Documenting the Coming Singularity

Tuesday, June 19, 2007

Nanotechnology and All Things Precise

What is the big deal about nanotechnology. Why are really tiny machines better than regular-sized machines? And why are engineered drugs supposed to be so much better than the ones we came up with before? And what makes smart bombs so smart?

These are just some of the questions many people find themselves asking whenever these topics arise in the news. They are good questions, and they all have the same answer: Precision. Yes, folks, in each case it is about precision. Let me explain.

Hundred dollar bills

Imagine that you are a normal person, with a normal income and normal tastes in consumer goods. OK, got that? There is only one thing strange about you. It's your money. All you have are $100 bills. When you get paid, they round down. When you pay for goods and services, they round up. This means that your weekly salary of $1099 is rounded to $1000. You lose $99 every week. Too bad, so sad. When you buy a 25 cent pack of gum (if you are foolish enough to buy only that), you have to pay, $100. A dinner bill of $35 including tip costs you, you guessed it, $100.

Precision in fabrication

That would surely suck, wouldn't it? Well, we've been doing something like that for many thousands of years. How so? you ask. Well, whenever we build a widget, for example, we round up on the materials we use to build it, simply because our tools can't be any more precise about it. But what if we could build that widget atom by atom? We would use not one more atom than is necessary. With lots of widgets we could save a bundle.

Precision in medicine

How about drugs, the medicinal kind? First, instead of taking a bunch of ingredients, mixing them together and trying the concoction on test victims, I mean subjects, to see what, if any, therapeutic effects might result, we would be able to build a molecule or compound exactly to order, made from the start to do exactly what we want it to do. Second, rather than manufacturing one drug to treat every headache, we could design and create one that's just perfect for you, based on your specific genetic makeup.

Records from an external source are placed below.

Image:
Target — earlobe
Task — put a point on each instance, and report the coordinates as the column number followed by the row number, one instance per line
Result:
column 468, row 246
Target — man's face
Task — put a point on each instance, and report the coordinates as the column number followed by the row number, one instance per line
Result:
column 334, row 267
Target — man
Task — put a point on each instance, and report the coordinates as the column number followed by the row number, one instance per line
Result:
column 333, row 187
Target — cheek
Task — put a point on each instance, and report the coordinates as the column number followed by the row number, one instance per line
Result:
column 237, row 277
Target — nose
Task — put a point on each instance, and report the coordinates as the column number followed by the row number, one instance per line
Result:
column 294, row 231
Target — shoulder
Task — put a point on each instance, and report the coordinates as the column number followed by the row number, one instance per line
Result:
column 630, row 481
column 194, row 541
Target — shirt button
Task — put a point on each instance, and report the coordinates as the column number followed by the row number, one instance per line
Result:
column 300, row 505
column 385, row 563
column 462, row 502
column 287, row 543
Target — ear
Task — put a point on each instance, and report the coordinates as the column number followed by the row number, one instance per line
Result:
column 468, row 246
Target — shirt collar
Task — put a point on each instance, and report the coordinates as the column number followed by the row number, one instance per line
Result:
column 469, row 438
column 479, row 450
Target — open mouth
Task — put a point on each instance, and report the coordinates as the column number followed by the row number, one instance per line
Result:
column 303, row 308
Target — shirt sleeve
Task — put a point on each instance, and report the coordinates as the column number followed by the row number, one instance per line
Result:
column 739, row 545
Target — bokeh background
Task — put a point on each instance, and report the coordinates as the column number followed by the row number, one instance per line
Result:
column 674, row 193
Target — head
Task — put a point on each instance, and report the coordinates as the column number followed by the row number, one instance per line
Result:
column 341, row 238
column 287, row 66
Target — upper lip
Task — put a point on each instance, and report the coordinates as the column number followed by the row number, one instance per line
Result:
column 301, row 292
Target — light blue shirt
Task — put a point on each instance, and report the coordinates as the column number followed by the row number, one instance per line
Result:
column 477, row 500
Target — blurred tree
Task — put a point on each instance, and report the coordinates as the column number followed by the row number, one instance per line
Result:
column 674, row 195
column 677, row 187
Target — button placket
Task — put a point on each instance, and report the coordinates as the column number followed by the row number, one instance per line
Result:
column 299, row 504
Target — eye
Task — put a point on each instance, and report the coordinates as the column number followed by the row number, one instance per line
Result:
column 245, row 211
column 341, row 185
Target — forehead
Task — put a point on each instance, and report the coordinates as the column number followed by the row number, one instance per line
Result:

Further, wouldn't it be nice if, instead of having to swallow a pill that has to be dissolved in your belly, then absorbed through the lining of your intestines, float around your bloodstream until most of the molecules find the right address, they could all be targeted and delivered precisely where they are needed? Not a molecule wasted?

Killing the right enemy

And smart bombs, well, we're talking about not killing 15 people when we only need to kill one. (I'm am optimistic about the future, but the idea that we won't have bombs or killing...come on.)

This idea of making things more precise through technology is affecting you right now. One reason why there's so little inflation, why prices of most things are stable or falling, is because of technology. The companies that make and process and package and deliver and sell the milk you buy are all using computers and sophisticated algorithms to make sure they aren't wasting a drop of milk or a second of time. Of course, they are wasting many drops and many seconds, because the technology available has lots of room for improvement. But we are learning the advantages of precision.

So, now you know. It's time to start cheering for technology, for artificial general intelligence, and the singularity.